Just spent a great day refining my self taught skills at Origin Coffee Coffee roasters London shop.

It was the Barista Foundation course run by the SCA. It was superbly delivered by Dan O'Regan. Great kit to play with: Linea machines with al the electronics and some lovely Mythos grinders ( I know understand why people rave about them ).

More confident and also importantly refined in my approach.

Big Thumbs up to Origin ( who also do some great coffees ) for their delivery, passion and enthusiasm.


----------



## les24preludes (Dec 30, 2017)

I'd be interested in a course, but I'm reluctant to pay £190 which is what I was quoted for a day's event. Are there days courses which are under £100? Or other economical ways to practise some skills?


----------



## Jon (Dec 3, 2010)

les24preludes said:


> I'd be interested in a course, but I'm reluctant to pay £190 which is what I was quoted for a day's event. Are there days courses which are under £100? Or other economical ways to practise some skills?
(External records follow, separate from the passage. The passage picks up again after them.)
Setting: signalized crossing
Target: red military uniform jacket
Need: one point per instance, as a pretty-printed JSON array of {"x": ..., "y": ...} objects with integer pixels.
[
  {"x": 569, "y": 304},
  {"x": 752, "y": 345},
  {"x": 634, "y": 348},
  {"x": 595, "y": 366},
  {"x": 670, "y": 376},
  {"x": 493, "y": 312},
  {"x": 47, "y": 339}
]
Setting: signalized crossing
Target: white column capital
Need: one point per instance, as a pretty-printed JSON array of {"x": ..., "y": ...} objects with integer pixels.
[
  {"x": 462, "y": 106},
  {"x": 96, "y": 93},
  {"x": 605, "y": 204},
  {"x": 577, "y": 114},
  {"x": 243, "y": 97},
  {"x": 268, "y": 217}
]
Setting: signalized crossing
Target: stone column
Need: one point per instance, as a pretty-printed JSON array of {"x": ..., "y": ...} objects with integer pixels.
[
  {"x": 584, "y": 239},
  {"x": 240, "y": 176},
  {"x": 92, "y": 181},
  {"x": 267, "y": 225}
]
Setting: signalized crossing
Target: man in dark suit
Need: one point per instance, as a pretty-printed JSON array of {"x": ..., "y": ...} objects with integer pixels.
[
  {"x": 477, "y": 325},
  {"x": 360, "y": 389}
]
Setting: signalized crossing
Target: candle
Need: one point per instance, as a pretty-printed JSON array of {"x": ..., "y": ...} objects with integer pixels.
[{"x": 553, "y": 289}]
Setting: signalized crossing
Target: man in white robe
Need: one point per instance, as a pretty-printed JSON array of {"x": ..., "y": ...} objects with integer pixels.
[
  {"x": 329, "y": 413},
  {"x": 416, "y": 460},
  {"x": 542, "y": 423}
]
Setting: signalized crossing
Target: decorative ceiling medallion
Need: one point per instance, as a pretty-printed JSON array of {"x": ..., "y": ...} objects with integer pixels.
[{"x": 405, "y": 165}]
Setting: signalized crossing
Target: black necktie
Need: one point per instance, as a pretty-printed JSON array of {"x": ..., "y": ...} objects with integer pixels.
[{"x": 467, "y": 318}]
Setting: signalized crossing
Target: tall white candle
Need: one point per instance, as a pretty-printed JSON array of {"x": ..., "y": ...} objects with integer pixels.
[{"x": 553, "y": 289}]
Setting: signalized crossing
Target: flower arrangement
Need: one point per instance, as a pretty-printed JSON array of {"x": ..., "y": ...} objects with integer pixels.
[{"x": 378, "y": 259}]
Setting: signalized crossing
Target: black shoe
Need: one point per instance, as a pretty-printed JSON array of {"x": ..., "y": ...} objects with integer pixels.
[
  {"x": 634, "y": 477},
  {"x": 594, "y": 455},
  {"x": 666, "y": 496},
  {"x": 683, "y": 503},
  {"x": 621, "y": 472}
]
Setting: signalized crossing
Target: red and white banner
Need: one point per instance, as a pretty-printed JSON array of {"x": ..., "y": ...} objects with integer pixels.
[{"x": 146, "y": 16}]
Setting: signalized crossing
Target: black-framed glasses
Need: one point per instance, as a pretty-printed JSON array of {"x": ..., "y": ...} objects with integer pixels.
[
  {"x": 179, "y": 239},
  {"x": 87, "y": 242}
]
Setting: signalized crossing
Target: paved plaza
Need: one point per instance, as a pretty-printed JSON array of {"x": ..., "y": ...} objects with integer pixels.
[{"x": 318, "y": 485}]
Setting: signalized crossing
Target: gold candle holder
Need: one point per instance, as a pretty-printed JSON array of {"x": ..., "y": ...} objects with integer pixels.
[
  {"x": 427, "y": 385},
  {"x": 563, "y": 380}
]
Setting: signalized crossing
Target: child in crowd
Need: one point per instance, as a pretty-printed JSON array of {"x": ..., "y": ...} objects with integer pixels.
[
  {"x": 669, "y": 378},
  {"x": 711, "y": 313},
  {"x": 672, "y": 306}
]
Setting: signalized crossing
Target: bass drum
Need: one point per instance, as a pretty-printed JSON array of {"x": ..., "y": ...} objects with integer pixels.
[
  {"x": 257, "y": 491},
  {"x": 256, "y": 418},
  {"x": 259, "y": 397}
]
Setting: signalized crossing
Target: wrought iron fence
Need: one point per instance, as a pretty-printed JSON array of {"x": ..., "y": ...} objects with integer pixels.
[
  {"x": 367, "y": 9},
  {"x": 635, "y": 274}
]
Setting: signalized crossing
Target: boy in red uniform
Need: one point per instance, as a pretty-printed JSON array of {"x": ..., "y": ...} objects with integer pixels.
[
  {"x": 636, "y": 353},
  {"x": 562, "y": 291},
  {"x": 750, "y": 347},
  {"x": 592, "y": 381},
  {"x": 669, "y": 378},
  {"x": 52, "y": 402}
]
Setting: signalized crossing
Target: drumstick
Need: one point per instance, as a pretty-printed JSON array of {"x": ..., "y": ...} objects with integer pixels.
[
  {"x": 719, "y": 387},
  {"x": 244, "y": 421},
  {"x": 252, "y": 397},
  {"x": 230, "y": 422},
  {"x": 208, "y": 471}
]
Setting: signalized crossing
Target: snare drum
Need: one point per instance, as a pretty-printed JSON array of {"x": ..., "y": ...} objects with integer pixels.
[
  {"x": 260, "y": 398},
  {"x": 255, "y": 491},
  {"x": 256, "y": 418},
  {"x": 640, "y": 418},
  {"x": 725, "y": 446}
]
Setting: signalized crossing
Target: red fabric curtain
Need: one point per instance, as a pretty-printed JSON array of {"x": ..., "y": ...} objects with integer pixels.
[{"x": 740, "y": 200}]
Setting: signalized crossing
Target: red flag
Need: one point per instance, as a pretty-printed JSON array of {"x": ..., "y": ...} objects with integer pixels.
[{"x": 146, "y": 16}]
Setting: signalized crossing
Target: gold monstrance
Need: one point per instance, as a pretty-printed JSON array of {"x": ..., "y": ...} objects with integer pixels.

Find a friendly local experienced forumite. Take £50 worth of beans to their gaff. Winner.


----------



## Mrboots2u (May 10, 2013)

les24preludes said:


> I'd be interested in a course, but I'm reluctant to pay £190 which is what I was quoted for a day's event. Are there days courses which are under £100? Or other economical ways to practise some skills?


Perhaps one on one training with someone like @Glenn


----------



## jlarkin (Apr 26, 2015)

les24preludes said:


> I'd be interested in a course, but I'm reluctant to pay £190 which is what I was quoted for a day's event. Are there days courses which are under £100? Or other economical ways to practise some skills?


Whereabouts are you looking. I doubt you could get a day for under £100 but people might know of some courses which are shorter and a bit more economical. Is it espresso based you're looking for?


----------



## jerbla (Nov 13, 2017)

arguably I overspec'd my refinement process as this was a course aimed at those wanting to enter the industry, following the SCA approach. I found the structure and environment very professional, helpful and effective.

I agree that there are other ways to develop skills, and I felt comfortable with the "formal" qualification route which may not be everyones wish or target. The other approach as @Jon has rightly suggested is to seek advice from others in this knowledgeable community.


----------



## Glenn (Jun 14, 2008)

Certainly a number of options, ranging from £85 upwards

Location is important - if we know where you are we can point you in the right direction


----------



## jerbla (Nov 13, 2017)

@Glenn, where are you located?


----------